British MPs have urged Lloyds Banking Group to compensate the victims of a banking scandal, which was orchestrated by two former HBOS employees who were jailed last week.

Lloyds, which was not in control of HBOS when the fraud unfolded and has maintained it is itself a victim in the circumstances, has also been asked to review its handling of the fraud and publish its findings.

In an open letter to the lender's chief executive, Antonio Horta-Osorio, and its chairman, Lord Blackwell, MPs on the All-Party Parliamentary Group on Fair Business Banking call for the banking giant to offer compensation to the victims.

"We are at a point where, once again, there are a large group of aggrieved business people who have lost their livelihoods," the chair of the parliamentary group, George Kerevan, MP, wrote.

"Critically, many have endured years of financial duress and personal stress."
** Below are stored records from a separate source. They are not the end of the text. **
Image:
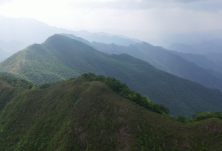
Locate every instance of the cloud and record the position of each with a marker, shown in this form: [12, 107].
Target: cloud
[4, 1]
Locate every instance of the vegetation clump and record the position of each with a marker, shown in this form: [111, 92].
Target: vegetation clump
[124, 91]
Kerevan added the complaints of the "criminal activity were raised with senior HBOS management at board level and as early as 2007 and were repeated to senior Lloyds management after the takeover.
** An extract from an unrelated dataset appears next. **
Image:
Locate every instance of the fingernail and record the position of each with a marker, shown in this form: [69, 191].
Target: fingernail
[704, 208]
"In both instances, there was an internal failure to adequately investigate these complaints.

"Further, police investigations were delayed because both HBOS and subsequently Lloyds informed the authorities that it was the bank that was the wronged party – rather than small business customers – but that the bank had no wish to pursue a prosecution."

Last week, six people, including two former bankers of HBOS, were found guilty of bribery and fraud that cost the bank's customers millions of pounds.

Lynden Scourfield, formerly a manager with HBOS, pleaded guilty to six counts including corruption, while five other defendants were also convicted. In exchange for bribes and gratuitous favours, Scourfield told customers to use turnaround consultants Quayside Corporate Services which subsequently defrauded those sent their way.

Mark Dobson, another former HBOS manager and co-accused, was given four-and-a-half years. David and Allison Mills, the couple who ran Quayside, received 15 years and three-and-a-half years in jail respectively. Businessman Michael Bancroft was jailed for 10 years and consultant John Cartwright got three-and-a-half years for their convictions on counts including bribery, fraud and money laundering.

Earlier, it was revealed in court that Bancroft and Mills arranged sex parties attended by porn starlet Suzie Best and other high-end escorts for Scourfield. Exotic foreign holidays, cash bribes and other favours in kind followed between 2003 and 2007.

In exchange for the bribes, the former HBOS banker impressed upon the bank's small business customers to use Quayside.

After the trial, Lloyds said it had assisted Thames Valley Police throughout the process. "Whilst we have fully reviewed customer concerns raised previously, we will review any new concerns on a case-by-case basis taking into account any relevant new information from the trial," it said.

"The trial highlighted criminal actions that bear no reflection on the behaviours of the vast majority of the employees of HBOS at the time or in the group today."